DALLAS — The Big 12 Conference, long perceived as being reactive instead of proactive, abruptly switched gears on Tuesday and will now examine whether adding two or four expansion schools can strengthen the league’s overall profile.
The league’s 10 presidents met on Tuesday in Dallas away from the Omni Hotel, where dozens of reporters were holed up for Big 12 media days.
On a teleconference afterward, Oklahoma president David Boren said, “There was continued interest expressed in expansion.” Big 12 commissioner Bob Bowlsby was authorized to actively evaluate what schools are interested and to report those findings back to the league presidents.
“We just finished the meeting, and I don’t know that I’m prepared to put a timeframe on it right now,” Bowlsby said. “But we intend to be active very soon.”
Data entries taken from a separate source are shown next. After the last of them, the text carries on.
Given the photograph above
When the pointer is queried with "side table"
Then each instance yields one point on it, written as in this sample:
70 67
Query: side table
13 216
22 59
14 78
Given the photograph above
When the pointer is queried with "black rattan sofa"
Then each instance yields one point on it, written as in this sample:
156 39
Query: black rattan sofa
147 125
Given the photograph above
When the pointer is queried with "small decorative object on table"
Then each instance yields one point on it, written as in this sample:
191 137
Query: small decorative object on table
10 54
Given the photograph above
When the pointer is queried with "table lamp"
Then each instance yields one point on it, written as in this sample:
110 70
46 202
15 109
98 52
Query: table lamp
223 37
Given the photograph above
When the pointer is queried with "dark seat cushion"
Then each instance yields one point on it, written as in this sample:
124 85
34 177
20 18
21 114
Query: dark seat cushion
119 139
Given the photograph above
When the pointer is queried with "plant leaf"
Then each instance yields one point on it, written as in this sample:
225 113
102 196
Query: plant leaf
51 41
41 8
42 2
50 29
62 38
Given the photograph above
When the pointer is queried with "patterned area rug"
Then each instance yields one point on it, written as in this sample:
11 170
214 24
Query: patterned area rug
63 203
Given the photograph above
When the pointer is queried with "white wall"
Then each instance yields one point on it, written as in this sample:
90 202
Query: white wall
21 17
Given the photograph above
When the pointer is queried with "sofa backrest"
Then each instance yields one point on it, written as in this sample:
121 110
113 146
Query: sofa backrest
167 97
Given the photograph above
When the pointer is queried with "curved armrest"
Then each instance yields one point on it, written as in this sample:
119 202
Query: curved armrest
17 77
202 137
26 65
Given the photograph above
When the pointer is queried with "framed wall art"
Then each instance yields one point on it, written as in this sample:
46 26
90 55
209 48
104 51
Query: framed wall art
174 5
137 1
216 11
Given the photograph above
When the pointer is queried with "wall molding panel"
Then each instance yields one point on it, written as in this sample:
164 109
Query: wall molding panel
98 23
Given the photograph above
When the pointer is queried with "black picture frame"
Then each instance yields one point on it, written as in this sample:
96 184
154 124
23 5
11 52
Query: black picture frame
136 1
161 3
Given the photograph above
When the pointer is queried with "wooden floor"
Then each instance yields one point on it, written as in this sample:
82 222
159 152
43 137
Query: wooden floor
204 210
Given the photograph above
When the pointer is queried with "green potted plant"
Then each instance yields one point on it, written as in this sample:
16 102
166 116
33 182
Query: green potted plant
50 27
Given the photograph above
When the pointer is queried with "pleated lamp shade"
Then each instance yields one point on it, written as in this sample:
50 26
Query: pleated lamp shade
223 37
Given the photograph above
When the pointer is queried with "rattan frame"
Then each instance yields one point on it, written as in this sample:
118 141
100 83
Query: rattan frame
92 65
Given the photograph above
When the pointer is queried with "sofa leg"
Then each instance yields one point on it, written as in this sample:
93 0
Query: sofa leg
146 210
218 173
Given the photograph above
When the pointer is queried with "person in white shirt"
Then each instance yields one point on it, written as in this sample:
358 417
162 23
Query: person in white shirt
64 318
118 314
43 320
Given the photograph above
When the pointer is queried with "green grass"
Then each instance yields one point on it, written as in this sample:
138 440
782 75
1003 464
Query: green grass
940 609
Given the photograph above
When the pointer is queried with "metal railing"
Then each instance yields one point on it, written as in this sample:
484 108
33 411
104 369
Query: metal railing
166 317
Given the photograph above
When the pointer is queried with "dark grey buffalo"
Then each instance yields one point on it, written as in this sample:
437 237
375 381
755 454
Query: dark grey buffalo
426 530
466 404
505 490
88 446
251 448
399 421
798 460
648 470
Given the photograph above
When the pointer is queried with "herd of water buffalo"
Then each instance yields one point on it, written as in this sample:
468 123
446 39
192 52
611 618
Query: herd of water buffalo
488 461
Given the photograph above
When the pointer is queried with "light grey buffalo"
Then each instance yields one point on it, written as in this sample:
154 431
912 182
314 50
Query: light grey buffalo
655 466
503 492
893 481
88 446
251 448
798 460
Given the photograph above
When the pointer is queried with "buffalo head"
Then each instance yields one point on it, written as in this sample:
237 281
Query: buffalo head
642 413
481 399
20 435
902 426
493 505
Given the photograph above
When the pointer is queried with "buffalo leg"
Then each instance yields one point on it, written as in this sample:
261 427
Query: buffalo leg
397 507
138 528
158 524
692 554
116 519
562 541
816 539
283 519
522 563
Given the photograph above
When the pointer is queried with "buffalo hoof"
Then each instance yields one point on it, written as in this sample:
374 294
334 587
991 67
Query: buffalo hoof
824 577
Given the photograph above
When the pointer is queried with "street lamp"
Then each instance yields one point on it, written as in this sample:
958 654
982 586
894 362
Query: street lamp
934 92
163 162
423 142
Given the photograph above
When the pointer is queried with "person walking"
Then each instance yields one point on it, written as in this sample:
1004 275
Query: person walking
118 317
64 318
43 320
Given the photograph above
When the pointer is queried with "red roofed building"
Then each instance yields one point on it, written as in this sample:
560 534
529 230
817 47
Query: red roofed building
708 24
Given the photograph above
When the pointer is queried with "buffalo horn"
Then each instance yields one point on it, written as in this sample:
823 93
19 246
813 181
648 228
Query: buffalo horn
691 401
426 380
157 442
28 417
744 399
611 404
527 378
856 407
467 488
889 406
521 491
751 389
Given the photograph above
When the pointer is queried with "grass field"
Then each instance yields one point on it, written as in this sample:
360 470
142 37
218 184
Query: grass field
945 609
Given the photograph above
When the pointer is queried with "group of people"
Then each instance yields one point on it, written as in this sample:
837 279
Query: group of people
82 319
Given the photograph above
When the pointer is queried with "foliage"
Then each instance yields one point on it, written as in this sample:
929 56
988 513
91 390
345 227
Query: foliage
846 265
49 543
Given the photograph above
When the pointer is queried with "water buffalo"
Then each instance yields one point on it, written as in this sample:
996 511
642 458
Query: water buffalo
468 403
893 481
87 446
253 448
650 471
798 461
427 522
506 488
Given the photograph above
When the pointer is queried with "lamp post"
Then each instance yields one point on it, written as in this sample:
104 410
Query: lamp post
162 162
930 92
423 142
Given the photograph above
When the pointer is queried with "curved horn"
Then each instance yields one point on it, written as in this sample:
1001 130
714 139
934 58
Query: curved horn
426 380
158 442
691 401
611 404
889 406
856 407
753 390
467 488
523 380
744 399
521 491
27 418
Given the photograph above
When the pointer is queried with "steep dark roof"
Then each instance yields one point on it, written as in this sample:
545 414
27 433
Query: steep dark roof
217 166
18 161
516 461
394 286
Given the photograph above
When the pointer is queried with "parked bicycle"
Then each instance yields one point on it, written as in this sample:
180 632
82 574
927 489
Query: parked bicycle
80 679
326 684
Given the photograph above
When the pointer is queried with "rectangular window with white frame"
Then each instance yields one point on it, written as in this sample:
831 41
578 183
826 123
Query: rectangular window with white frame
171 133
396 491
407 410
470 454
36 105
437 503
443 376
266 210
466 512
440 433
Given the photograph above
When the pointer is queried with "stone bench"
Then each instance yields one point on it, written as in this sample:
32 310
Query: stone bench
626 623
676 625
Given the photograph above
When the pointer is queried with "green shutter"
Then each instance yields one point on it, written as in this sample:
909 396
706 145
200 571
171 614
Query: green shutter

Later, Bowlsby said new schools could be added as soon as the 2017-18 athletic year. That’s fantastic news to school officials in places like Cincinnati, Houston, South Florida and BYU.
At least 10 schools have been connected to a larger Big 12, although it’s unclear which schools would be favored and which schools aren’t.
“If we are to expand, we want to find the strongest possible partners for expansion,” Boren said. “We’re not talking about just athletic partners, which of course that’s very important. What is the fan base? What is the TV following? But also what are the academic standards of these schools? What reputations do these schools have as institutions of integrity and shared values with us?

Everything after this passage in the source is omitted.